3. 〈Gard (Alès), Aveyron〉 "tarte ou tourte aux fruits". Synon. région. pâté*, pompe (sens 3). – Il est bon ce pastis aux cerises (MazodierAlès 1996).
14. La « pompe* à huile » […], accompagnait chaque fournée dans les familles aisées, de même que les « pastis », tartes aux prunes du Villefranchois ou du Ségala. (R. Béteille, La Vie quotidienne en Rouergue avant 1914, 1973, 110.)

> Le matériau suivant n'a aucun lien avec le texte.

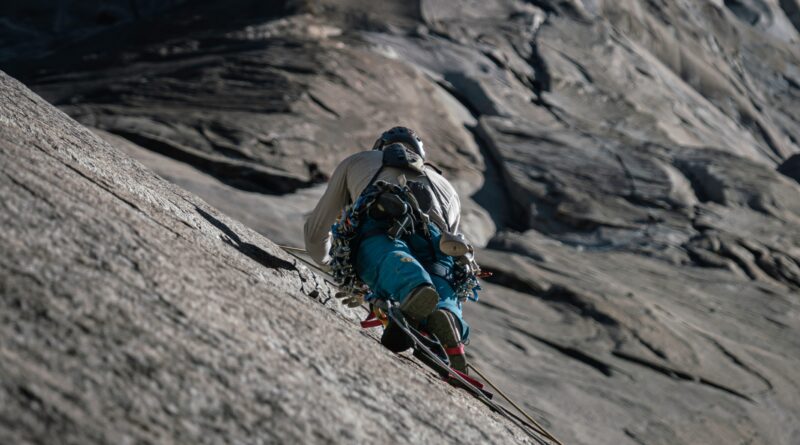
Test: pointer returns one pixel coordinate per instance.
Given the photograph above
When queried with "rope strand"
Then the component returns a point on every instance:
(539, 428)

15. J’ai un pastis ! crie la Mamantine soudain épanouie, en ouvrant les volets, un pastis avec une pâte mince et beaucoup de prunes comme tu les aimes. Et […] l’enfant dévore
son goûter en chassant de ses mains les guêpes qui lui disputent les reine-claudes
[…]. (J. Jaussely, Deux saisons en paradis, 1979, 191.)

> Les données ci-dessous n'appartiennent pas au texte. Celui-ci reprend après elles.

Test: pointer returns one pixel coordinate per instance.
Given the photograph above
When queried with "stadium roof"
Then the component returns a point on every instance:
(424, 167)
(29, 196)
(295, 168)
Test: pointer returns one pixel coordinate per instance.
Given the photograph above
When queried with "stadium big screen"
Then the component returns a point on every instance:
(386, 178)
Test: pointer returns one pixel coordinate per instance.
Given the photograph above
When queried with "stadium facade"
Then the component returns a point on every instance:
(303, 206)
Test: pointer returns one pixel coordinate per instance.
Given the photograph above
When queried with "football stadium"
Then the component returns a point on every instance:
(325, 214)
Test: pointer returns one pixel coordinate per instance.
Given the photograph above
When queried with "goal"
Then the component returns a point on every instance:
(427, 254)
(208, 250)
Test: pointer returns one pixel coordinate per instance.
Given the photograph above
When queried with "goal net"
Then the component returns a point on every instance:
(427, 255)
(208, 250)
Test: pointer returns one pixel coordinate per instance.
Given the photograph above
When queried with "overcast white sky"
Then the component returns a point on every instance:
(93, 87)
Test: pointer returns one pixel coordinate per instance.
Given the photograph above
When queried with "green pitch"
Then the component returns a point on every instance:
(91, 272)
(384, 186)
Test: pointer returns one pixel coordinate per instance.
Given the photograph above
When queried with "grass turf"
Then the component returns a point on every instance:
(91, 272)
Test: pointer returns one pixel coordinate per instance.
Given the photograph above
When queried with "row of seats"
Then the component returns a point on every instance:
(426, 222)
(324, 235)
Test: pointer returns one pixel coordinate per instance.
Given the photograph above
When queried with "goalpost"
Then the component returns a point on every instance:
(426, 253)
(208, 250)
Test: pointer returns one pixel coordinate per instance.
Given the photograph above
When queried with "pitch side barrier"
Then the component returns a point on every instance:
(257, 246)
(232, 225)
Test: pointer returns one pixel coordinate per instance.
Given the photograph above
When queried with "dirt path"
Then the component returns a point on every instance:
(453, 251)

◆◆ commentaire. Attesté en français au sens 1 dep. 1893 en Chalosse dans Le Cuisinier landais « le fameux et lourd pastis […]. Ce n’est en réalité que du pain auquel on a ajouté des œufs, du sucre, et du
beurre et des parfums divers » (HöflerRézArtCulin) ; le sens 2 n’est pas documenté avant 1923 (« “lou pastis d’Armagnac”, gâteau savoureux, pesant à la fois et feuilleté, imbibé de fine graisse d’oie […]

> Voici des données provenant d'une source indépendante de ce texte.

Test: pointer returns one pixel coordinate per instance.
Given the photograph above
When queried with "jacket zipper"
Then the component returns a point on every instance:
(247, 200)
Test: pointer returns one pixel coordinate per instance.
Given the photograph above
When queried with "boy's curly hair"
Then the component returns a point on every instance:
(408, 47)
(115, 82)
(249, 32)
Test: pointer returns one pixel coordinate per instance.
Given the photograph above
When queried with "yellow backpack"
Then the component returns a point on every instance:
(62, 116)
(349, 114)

/ le gril où le pastis est tenu au chaud au-dessus d’un lit de cendres » Pesquidoux, Chez nous, Frantext) ; le sens 3 dep. 1973 supra. Transfert du gascon pastis, de même sens (cf. ALG 746 ‘gros gâteau’, où ce type est bien attesté à l’ouest du Gers, au nord des Pyrénées-Atlantiques
et dans les Landes), ce mot est particulièrement mal traité par les dictionnaires
généraux contemporains : GLLF offre une définition incertaine, mêlant des éléments
du pastis landais ou béarnais "pâtisserie béarnaise parfumée à l’eau de fleur d’oranger, à l’anis…" et du pastis gascon "… et à l’armagnac", sans exemple ; même amalgame dans le TLF, qui démarque maladroitement le précédent
et parle de "pâtisserie du Midi occitanien [sic] parfumée à l’armagnac, à l’anis, à la fleur d’oranger", assorti d’un exemple de Pesquidoux qui vaut pour le pastis gascon ; Rob 1985 définit
nettement le pastis gascon, mais l’un des deux exemples qu’il donne, tiré de Chr. de
Rivoyre, renvoie au pastis landais ; Ø NPR 1993 et Lar 2000 ; LarGastr 1938-1996 ne
mentionne que le pastis béarnais (ici, sens 1).
◇◇ bibliographie. SéguyToulouse 1950 ; EspallBernisToulouse 1979 ; DuclouxBordeaux 1980 "gâteau régional" ; BoisgontierAquit 1991 ; BoisgontierMidiPyr 1992 "tarte aux fruits" ; MazodierAlès 1996 ; NPR 2000 (sens 2, sans marque) ; aj. à FEW 7, 750b, pasticius.
△△ enquêtes. EnqDRF 1994-96. Taux de reconnaissance (tous sens confondus !) : Gers, Gironde, Landes, Lot, Pyrénées-Atlantiques,
Hautes-Pyrénées, Tarn, Tarn-et-Garonne, 100 % ; Ariège, Aveyron, 50 % ; Lot-et-Garonne,
40 % ; Haute-Garonne, 25 %a.
a Une première version de cet article a paru dans RLR 103 (1999), 352-356.